Anybody would know that, that had been around. But
just for the sake of argument, suppose—in a kind of general
way—suppose some person were to tell you that two-thousand-dollar
ledges were simply contemptible—contemptible, understand—and
that right yonder in sight of this very cabin there
were piles of pure gold and pure silver—oceans of it—enough
to make you all rich in twenty-four hours! Come!”

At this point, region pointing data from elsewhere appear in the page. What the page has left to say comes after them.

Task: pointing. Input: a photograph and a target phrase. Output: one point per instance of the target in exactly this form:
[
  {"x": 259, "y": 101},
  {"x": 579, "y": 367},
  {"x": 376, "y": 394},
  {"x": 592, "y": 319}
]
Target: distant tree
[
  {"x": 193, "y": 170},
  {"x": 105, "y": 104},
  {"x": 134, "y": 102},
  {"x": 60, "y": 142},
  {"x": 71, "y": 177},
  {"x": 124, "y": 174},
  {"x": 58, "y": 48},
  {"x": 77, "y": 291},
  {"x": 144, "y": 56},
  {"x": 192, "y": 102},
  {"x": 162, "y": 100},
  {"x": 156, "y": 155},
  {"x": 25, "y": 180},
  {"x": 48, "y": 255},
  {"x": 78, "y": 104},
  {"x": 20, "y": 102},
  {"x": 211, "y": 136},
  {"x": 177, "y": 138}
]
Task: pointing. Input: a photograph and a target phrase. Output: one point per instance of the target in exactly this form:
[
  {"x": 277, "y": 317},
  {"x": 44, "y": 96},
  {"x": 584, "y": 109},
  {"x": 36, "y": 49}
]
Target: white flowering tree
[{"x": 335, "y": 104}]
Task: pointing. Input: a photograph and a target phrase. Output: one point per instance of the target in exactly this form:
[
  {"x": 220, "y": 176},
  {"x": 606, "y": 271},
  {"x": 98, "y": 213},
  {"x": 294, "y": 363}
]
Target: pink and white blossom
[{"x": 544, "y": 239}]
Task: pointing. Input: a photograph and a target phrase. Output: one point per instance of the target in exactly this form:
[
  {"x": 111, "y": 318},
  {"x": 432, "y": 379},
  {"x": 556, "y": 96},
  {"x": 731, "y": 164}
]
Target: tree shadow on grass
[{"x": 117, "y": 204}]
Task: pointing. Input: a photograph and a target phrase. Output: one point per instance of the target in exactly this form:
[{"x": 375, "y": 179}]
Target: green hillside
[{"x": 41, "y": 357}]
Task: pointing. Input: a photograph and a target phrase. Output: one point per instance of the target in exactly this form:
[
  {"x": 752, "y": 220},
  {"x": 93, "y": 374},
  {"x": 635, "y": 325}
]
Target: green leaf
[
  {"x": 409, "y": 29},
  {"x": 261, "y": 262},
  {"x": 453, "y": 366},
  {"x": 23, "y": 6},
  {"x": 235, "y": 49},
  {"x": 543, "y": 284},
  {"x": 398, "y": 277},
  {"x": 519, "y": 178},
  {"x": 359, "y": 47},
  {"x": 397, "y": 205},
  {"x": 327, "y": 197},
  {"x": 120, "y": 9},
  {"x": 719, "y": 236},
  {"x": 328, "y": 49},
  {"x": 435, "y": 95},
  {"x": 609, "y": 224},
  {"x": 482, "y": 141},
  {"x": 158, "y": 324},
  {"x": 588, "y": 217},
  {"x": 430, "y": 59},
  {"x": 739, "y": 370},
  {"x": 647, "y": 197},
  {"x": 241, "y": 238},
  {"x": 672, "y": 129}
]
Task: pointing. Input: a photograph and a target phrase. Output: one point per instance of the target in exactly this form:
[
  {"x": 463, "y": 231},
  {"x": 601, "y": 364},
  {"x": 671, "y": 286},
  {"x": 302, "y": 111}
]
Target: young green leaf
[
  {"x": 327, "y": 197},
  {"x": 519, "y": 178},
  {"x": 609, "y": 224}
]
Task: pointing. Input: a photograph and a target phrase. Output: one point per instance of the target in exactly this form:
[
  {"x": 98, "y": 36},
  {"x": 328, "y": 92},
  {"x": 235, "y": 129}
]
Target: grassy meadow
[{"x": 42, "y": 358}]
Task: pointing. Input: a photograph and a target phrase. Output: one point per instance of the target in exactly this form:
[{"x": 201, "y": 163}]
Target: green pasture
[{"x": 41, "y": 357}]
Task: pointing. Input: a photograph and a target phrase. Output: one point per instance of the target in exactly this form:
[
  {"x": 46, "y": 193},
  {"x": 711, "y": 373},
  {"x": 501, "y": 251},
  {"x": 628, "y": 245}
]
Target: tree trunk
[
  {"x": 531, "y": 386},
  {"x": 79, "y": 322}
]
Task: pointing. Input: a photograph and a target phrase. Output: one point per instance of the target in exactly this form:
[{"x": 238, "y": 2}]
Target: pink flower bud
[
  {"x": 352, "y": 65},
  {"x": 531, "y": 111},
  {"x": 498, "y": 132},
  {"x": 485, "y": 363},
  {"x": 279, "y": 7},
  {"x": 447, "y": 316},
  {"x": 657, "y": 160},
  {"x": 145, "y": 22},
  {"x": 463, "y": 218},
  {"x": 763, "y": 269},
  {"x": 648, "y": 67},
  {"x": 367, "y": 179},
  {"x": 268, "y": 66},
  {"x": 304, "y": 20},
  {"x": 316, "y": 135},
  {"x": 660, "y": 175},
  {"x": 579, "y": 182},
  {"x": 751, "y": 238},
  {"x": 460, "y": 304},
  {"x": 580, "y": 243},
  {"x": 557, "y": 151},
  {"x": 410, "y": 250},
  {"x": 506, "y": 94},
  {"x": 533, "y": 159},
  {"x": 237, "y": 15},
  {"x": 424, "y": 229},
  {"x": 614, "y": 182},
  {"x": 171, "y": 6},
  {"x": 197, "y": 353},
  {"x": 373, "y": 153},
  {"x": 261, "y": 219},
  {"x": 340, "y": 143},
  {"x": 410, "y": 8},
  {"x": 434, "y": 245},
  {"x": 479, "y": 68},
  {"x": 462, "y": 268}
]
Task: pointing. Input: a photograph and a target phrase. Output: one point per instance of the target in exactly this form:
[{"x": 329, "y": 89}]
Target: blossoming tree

“I should say he was as crazy as a loon!” said old Ballou,
but wild with excitement, nevertheless.
“Gentlemen,” said I, “I don't say anything—I haven't
but all I ask of you is to cast your eye on that, for instance,
and tell me what you think of it!” and I tossed my treasure
before them.
There was an eager scramble for it, and a closing of heads
together over it under the candle-light. Then old Ballou
said:
“Think of it? I think it is nothing but a lot of granite
rubbish and nasty glittering mica that isn't worth ten cents
an acre!”
So vanished my dream. So melted my wealth away. So
toppled my airy castle to the earth and left me stricken and
forlorn.
Moralizing, I observed, then, that “all that glitters is not
gold.”
Mr. Ballou said I could go further than that, and lay it
up among my treasures of knowledge, that nothing that glitters
is gold. So I learned then, once for all, that gold in its
native state is but dull, unornamental stuff, and that only lowborn
metals excite the admiration of the ignorant with an
ostentatious glitter. However, like the rest of the world, I
still go on underrating men of gold and glorifying men of
mica. Commonplace human nature cannot rise above that.